Das erklärte Gysi bereits 2014, was der Eisenfraß-Blog damals dokumentierte:
Konkret geht es um den sogenannten Überwachungsvorbehalt.
Dieser räumte den drei westlichen Siegermächten auch nach der Aufhebung des Besatzungsstatuts 1955 durch die Pariser Verträge das Recht ein, den in- und ausländischen Post- und Fernmeldeverkehr in der Bundesrepublik weiterhin zu überwachen.

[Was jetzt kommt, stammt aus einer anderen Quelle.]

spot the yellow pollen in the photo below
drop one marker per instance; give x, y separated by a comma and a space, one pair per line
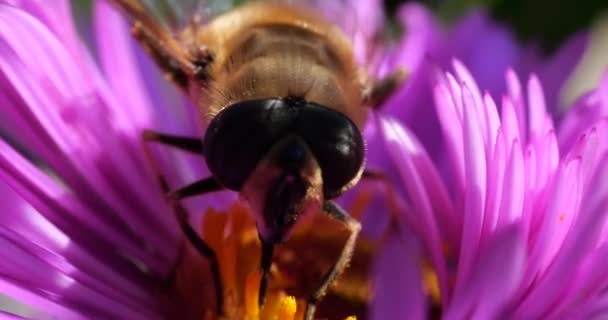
431, 283
287, 311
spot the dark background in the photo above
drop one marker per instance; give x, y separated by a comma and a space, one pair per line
548, 22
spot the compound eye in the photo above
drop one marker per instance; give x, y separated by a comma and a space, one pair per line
240, 135
337, 145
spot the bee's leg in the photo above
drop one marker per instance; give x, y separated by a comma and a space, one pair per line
265, 264
335, 211
197, 188
155, 48
192, 144
179, 66
376, 91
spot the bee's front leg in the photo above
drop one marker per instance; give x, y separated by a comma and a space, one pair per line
354, 227
173, 61
375, 92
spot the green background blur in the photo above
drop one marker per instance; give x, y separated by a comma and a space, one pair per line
547, 22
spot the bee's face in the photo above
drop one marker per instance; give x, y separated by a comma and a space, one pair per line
242, 134
281, 153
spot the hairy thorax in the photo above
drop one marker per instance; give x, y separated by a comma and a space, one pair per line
279, 60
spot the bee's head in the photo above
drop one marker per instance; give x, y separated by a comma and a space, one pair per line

In einem Gutachten des Wissenschaftlichen Dienstes des Deutschen Bundestags vom November 2013 heißt es:
1968 wurden der Vorrang des Staatsschutzes und der „Schutz der Sicherheit der alliierten Truppen“ vor dem Grundrecht auf Unverletzlichkeit des Post- und Fernmeldegeheimnisses schließlich sogar dauerhaft gesetzlich geregelt.
Gewissermaßen als „Erbmasse“ (Das Parlament) wurde dieser Teil des alliierten Vorbehaltsrechts in die deutsch-deutsche Vereinigung eingebracht. Erst im Zuge der NSA-Affäre 2013 setzte eine öffentliche Debatte darüber ein, in deren Verlauf Gregor Gysi bei einem phoenix-Interview jene missverständliche Bemerkung machte („die Besatzung Deutschlands beenden“), die von „Reichsbürgern“ heute noch instrumentalisiert wird.
Am 13. August 2013 erklärte die Bundesregierung in ihrem Fortschritssbericht „Maßnahmen für einen besseren Schutz der Privatsphäre“, dass diese Regelungen aus den Hochzeiten des Kalten Krieges „durch Notenaustausch“ mit den Vereinigten Staaten von Amerika, Großbritannien und Frankreich aufgehoben worden seien.
Kurioserweise schützt das die Bundesrepublik Deutschland mitnichten vor „Überwachungstätigkeiten“ amerikanischer Geheimdienste, wie der Wissenschaftliche Dienst herausarbeitet:
Nur mit einer „Fortgeltung von Besatzungsrecht“ hat das nichts zu tun.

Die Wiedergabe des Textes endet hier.